Técnicos da Consultoria Legislativa da Câmara Legislativa do Distrito Federal (CLDF) recomendaram a rejeição do projeto de lei que visa autorizar a capitalização do Banco de Brasília (BRB) pelo governo do Distrito Federal (GDF). A proposta inclui a possibilidade de venda ou transferência de imóveis públicos ao banco.
Em uma nota técnica detalhada de 112 páginas, os especialistas apontaram a ausência de informações cruciais para a admissibilidade do projeto. Entre as falhas destacadas estão a falta de estimativa de impacto orçamentário-financeiro e a ausência de comprovação de compatibilidade com as leis orçamentárias.
Riscos fiscais e jurídicos alertados
A consultoria também ressaltou a ausência de avaliação econômica prévia dos bens públicos que poderiam ser transferidos ao banco. Essa falta de laudos torna a autorização legislativa vulnerável a ações populares e de improbidade administrativa, conforme o Artigo 51 da Lei Orgânica do DF.
O estudo alerta para os significativos riscos fiscais, patrimoniais e jurídicos envolvidos na transferência de imóveis de empresas públicas como Novacap, Terracap, Caesb e CEB.

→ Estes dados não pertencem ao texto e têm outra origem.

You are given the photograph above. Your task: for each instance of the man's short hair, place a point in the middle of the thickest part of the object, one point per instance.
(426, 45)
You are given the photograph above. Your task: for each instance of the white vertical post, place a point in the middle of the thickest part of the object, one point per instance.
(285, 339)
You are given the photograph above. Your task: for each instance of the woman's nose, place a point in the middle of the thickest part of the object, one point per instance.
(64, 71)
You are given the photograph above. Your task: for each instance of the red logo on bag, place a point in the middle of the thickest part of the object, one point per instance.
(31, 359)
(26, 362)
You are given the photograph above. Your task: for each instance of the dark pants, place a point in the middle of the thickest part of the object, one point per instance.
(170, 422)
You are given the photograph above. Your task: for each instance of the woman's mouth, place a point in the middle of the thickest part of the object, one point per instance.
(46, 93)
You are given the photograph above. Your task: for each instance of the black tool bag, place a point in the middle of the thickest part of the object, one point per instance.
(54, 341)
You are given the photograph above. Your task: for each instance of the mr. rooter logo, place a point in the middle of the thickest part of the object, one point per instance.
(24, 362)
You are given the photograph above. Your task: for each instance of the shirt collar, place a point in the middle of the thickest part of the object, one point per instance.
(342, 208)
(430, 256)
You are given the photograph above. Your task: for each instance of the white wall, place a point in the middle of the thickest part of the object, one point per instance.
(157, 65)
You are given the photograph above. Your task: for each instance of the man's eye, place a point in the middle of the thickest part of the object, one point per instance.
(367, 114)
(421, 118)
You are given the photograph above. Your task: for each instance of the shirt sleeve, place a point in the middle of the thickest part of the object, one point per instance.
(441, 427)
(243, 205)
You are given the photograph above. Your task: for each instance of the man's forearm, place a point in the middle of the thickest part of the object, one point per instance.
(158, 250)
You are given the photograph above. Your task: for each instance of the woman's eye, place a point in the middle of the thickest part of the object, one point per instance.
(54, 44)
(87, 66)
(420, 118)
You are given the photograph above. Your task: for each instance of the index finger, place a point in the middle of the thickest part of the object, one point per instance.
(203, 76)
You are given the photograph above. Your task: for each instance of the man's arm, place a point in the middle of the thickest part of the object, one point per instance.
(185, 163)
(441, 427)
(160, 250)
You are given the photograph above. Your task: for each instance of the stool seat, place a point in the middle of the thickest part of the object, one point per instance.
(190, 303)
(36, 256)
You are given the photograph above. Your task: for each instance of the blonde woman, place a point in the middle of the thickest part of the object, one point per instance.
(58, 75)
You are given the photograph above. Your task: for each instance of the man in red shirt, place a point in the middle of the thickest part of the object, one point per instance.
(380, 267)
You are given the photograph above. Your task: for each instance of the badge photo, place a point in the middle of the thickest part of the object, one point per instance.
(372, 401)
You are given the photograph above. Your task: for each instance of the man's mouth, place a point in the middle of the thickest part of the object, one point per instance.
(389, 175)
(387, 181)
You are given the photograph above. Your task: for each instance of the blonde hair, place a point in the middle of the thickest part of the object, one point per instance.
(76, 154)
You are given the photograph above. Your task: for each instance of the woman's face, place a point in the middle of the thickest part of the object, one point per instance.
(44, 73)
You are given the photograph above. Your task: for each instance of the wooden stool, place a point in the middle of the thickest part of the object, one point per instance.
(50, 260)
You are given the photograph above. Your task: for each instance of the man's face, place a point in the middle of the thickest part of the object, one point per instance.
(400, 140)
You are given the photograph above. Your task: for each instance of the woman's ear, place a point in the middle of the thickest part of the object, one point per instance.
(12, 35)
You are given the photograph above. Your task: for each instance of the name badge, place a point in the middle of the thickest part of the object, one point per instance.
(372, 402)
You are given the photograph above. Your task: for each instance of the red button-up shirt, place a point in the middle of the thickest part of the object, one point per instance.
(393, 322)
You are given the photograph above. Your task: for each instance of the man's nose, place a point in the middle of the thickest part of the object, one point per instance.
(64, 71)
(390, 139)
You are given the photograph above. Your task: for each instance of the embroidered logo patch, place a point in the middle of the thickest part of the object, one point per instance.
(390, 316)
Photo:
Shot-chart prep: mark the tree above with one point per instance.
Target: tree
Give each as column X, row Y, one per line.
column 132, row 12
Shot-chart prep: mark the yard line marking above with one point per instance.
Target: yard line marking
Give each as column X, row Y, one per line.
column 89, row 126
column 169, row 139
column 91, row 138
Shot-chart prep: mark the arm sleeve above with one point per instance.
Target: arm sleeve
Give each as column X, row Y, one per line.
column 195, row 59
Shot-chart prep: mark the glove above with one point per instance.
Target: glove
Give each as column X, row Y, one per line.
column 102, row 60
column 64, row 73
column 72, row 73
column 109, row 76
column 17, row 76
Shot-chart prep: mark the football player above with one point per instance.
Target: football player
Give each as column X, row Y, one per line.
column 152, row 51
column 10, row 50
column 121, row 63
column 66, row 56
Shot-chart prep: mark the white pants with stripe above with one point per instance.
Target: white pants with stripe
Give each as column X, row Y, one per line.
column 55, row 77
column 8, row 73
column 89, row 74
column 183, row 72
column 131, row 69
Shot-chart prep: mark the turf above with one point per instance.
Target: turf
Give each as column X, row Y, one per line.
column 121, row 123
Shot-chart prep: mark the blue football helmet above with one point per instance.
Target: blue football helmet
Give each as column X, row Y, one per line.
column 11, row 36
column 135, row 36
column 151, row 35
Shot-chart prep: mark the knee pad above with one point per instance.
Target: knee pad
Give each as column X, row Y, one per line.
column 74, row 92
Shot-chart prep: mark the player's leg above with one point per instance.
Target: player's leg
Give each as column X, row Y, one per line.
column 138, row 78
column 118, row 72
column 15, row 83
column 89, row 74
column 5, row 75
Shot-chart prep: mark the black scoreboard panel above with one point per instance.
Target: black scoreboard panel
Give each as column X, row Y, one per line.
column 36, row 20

Impacto no mercado imobiliário e limites regulatórios
Os técnicos mencionaram o risco de um “choque de oferta” no mercado imobiliário, que poderia desvalorizar o patrimônio público, caso diversos terrenos sejam vendidos simultaneamente. Há também preocupações com os limites regulatórios do sistema bancário, como o Índice de Imobilização.
A possibilidade de capitalização por meio de empréstimos também é vista com cautela. A nota técnica cita a Lei de Responsabilidade Fiscal, que veda operações de crédito entre instituição financeira estatal e o ente controlador, e um entendimento do TCU sobre “socorro ilegal” em aportes para cobrir prejuízos sem expectativa de retorno.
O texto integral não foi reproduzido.